少なくとも私は、「災害への謙虚な恐れ」を持っているという意味において、今は気象庁や最高裁などの公的機関よりも、オカルト板の住人のほうを信頼する(そうはいっても、分析の際にデータは気象庁のものを使用せざるを得ないが・・・)
そればかりではない。トカラ列島群発地震の陰に隠れる形であまり報道されていないが、九州本土から南西諸島にかけ、6月下旬から、特に火山関係でかつてないほどの異常事態が起きているのである。
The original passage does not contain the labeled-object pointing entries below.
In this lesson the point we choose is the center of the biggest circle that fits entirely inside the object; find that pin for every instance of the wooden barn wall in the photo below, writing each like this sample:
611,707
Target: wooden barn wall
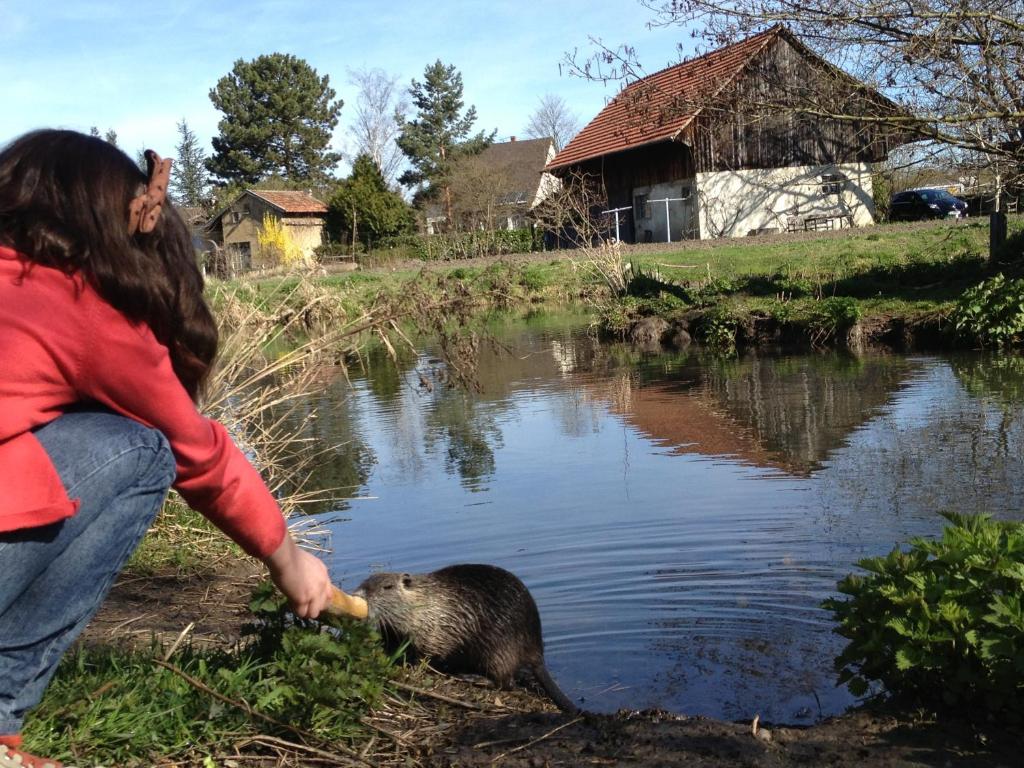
738,133
651,164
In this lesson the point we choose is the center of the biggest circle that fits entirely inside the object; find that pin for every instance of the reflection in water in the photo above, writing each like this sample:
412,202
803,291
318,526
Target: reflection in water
678,519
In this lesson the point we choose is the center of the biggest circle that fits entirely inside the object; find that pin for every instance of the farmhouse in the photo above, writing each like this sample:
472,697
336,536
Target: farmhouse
236,229
689,152
497,188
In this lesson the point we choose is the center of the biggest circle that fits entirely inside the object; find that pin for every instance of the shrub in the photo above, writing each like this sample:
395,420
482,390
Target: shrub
125,708
829,316
472,244
992,311
719,333
942,622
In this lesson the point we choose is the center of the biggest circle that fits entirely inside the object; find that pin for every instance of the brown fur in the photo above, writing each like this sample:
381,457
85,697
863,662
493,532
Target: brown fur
472,619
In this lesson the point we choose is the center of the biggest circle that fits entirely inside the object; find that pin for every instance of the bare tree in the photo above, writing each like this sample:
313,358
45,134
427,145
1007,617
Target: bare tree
553,118
954,68
375,126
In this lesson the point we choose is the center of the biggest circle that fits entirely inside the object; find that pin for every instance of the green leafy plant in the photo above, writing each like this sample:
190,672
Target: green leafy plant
992,311
119,707
830,316
942,622
719,334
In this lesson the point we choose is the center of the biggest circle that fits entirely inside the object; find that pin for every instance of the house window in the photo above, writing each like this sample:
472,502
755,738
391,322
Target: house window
833,183
641,208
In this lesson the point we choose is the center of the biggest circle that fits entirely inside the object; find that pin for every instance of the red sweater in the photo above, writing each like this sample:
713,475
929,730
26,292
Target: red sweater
61,344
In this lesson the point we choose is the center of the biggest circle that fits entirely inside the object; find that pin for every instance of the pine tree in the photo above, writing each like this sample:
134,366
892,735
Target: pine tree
188,178
439,134
364,209
279,118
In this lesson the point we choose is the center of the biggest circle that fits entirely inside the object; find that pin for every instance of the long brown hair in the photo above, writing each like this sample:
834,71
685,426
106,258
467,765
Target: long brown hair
64,203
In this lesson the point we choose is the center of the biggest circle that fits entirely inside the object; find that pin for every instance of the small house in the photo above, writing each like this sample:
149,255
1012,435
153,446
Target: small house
237,228
498,187
691,152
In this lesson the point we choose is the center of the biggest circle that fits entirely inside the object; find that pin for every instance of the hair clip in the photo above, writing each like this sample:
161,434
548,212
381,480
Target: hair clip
143,211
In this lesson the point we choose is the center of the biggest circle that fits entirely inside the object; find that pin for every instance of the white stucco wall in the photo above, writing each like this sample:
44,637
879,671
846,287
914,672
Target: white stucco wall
733,204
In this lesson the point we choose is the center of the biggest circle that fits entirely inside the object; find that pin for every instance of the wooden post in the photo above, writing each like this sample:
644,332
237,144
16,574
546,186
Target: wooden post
996,232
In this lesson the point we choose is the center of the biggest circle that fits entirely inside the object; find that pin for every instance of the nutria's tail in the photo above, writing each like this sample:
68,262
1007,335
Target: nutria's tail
562,701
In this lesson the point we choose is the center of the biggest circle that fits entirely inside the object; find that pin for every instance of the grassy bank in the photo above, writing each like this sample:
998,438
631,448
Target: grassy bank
897,284
296,695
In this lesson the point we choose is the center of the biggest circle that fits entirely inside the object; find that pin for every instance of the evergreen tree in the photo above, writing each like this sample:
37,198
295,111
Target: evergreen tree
111,136
439,134
188,180
279,118
364,209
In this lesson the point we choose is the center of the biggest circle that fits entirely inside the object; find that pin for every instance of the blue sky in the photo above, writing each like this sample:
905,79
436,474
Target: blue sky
139,68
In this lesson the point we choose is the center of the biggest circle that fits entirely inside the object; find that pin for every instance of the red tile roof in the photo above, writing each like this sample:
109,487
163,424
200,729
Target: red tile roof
291,202
649,111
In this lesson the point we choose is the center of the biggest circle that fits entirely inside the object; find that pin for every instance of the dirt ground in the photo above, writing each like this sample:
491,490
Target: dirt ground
470,725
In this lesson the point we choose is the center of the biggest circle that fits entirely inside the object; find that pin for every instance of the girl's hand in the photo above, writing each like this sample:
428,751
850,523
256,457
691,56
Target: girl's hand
301,577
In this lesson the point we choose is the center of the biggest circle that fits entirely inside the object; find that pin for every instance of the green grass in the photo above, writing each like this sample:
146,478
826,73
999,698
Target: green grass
113,707
180,540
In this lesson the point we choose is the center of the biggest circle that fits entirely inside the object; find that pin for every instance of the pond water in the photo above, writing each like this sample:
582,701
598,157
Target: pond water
678,518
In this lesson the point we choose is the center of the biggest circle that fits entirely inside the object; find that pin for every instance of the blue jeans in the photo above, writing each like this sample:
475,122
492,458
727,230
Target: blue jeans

・福岡管区気象台 2025年6月11日付報道発表「口永良部島の噴火警戒レベルを3へ引上げ」
・気象庁 2025年6月23日付報道発表「霧島山(新燃岳)の噴火警戒レベルを3へ引上げ」
・気象庁 2025年7月4日付報道発表「阿蘇山の噴火警戒レベルを2へ引上げ」
口之永良部島、新燃岳の噴火警戒レベル3は「入山規制」に当たる。噴火警戒レベルは5段階あり、阿蘇山の2は日常茶飯事レベルで驚くほどのことではないものの、問題は、トカラ列島での群発地震が収まる気配を見せないなかで、同時期に、近接地域でこれだけ同時に火山活動が活発化しているという事実である。
トカラ列島の地震に話を戻そう。この地域では、過去にも数年おきに群発地震が続いたことは何度もある。だがその多くは1週間から、長くても10日程度で収束していた。6月21日に始まった群発地震から今日でちょうど半月経過するが、なお収束の気配が見えないのは異例といえる。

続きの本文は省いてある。